Reibungsvolle Chorsätze
Erstmalig errang Walter Gropper (Jahrgang 1950) aus Erolzheim einen Sonderpreis mit „Drei Volksliedbearbeitungen“. Der Musik- und Deutschlehrer am Gymnasium in Ochsenhausen komponierte mehrstimmige Chorsätze zu „Es freit ein wilder Wassermann“, „Es waren zwei Königskinder“ und „Auf einem Baum ein Kuckuck saß“. Unter dem einfühlsamen Dirigenten Timm Wisura gelangen alle synkopische Verschiebungen, rhythmische Untermalungen und reibungsvolle Chorsätze.
Bürgermeister Thomas Ullmann überreichte die Preise an die Komponisten und hoffte, dass mit der Verleihung die Werke Eingang in die Chorliteratur nehmen würden. „Chöre sind ein wichtiges Bindeglied im kulturellen und sozialen Leben der Gemeinden und Singen fördert das kreative Denken und die Gesundheit“, betonte das Stadtoberhaupt.
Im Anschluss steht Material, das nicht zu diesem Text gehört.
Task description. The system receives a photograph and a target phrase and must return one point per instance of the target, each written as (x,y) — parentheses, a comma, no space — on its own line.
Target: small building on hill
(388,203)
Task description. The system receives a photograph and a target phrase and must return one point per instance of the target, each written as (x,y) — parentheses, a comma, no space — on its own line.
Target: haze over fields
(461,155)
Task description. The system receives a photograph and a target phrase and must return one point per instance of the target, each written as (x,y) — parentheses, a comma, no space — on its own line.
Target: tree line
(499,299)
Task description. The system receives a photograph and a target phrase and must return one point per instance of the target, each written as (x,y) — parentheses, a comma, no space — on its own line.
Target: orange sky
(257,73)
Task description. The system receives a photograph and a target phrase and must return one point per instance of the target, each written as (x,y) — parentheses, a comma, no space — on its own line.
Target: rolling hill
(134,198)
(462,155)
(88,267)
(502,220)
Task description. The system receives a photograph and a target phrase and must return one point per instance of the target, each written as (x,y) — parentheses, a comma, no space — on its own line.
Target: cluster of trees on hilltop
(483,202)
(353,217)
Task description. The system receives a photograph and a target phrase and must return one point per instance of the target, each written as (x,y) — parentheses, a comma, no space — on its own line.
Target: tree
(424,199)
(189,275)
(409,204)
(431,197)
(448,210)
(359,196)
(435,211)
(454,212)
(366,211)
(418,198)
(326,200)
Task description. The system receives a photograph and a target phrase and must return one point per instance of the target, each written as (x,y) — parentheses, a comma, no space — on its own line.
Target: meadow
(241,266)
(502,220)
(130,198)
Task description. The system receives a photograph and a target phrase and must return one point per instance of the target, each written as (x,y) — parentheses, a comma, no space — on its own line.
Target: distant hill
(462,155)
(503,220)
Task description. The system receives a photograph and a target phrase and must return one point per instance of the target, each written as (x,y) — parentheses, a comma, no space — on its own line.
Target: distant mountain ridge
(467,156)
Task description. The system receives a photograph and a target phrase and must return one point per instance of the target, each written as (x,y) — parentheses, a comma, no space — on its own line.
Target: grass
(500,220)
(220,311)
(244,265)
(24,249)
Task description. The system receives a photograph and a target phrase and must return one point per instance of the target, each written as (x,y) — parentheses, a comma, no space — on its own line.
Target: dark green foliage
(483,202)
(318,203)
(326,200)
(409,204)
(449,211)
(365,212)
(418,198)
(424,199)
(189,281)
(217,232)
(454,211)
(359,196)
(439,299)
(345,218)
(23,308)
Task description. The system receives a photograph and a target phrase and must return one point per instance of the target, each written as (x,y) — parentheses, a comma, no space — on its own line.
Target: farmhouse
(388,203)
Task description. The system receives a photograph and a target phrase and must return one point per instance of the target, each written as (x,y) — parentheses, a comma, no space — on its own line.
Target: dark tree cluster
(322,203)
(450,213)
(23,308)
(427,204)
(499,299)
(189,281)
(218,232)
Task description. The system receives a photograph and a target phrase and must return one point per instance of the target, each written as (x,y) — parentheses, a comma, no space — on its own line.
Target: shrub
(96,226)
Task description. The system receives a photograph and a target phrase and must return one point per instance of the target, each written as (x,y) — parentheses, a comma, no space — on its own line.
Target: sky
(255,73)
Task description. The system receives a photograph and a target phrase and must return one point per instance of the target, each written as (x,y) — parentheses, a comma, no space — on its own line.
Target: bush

Peter Jacobi, der Präsident des Fränkischen Sängerbundes, dankte der Stadt für „das vorbildliche bürgerschaftliche Engagement“, das die jährliche Durchführung des Komponistenwettbewerbs ermögliche. Nach der Preisverleihung brillierten beide Chöre mit einem Festkonzert (Bericht folgt). Abschließend postierten sich alle Sängerinnen und Sänger auf der Freitreppe des Kursaalgebäudes und schmetterten zur Freude der Statue von König-Ludwig-I. mit den Konzertbesuchern „Wohlauf die Luft geht frisch und rein“. Denn die Melodie zum Text von Viktor von Scheffel hat Valentin Becker komponiert.